Aside from the much-anticipated line of Fermi-based GeForce graphics cards, NVIDIA is also scheduled to reveal another model, namely the GeForce GT 240, aimed at the mainstream market and built using the company's new generation of 40nm graphics processors. According to the most recent rumors that have surfaced on the Internet, said card will arrive in mid-November, providing NVIDIA fans with a choice for a DirectX 10.1-enabled solution that should reportedly perform at about the same levels as the GeForce 9600 GT models.
Built on the GT215 core, the upcoming GeForce GT 240 graphics card will be based on a 40nm GPU, manufactured at TSMC, will boast support for DirectX 10.1 and will be featured with 96 Stream processors. Although details about its clock speeds are yet to be announced, it is generally believed that the GDDR5 version of this card will perform at around the same levels as the chip maker's line of GeForce 9600GT or GSO models.

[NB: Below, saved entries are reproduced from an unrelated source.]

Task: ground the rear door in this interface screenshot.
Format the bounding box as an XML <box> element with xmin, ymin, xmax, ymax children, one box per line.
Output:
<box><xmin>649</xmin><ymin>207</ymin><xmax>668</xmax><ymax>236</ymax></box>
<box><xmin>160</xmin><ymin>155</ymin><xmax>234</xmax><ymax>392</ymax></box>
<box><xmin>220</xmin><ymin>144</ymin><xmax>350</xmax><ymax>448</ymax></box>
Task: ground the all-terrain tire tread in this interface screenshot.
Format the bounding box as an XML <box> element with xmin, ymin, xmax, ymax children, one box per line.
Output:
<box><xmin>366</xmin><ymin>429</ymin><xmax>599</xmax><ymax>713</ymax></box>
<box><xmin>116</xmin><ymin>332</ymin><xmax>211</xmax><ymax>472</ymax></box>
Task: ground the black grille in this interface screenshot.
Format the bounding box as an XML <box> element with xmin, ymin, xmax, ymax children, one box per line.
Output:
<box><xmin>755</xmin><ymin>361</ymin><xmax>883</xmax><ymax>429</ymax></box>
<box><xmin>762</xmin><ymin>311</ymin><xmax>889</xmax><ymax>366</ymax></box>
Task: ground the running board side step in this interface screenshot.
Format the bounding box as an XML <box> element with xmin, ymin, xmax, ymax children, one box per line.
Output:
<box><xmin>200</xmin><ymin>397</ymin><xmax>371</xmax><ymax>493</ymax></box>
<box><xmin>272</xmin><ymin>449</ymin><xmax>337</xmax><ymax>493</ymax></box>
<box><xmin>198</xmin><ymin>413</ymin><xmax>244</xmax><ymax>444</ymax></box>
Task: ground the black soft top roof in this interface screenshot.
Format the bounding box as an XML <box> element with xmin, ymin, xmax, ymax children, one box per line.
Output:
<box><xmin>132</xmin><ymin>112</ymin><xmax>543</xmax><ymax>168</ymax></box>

One of the main concerns with this card is that it will face some strong competition from AMD's current and upcoming products. This is already the case with the GeForce GT 220, which was launched by the Santa Clara, California-based chip maker a while back. This card faces stiff competition from AMD's 4670, the Radeon HD 4770 or the newly launched Radeon HD 5700-series, which should become available soon enough, despite the TSMC's 40nm yield problems.
Although the GT 240 could be an interesting choice for the average PC users, gamers, computer enthusiasts and early adopters are most likely waiting anxiously for the official debut of the new 40nm Fermi-based GeForce cards, which should be launched sometime before the end of this year, according to recent reports. Unfortunately, we have no details on the pricing of the aforementioned GT 240, but the rumored released date isn't that far ahead.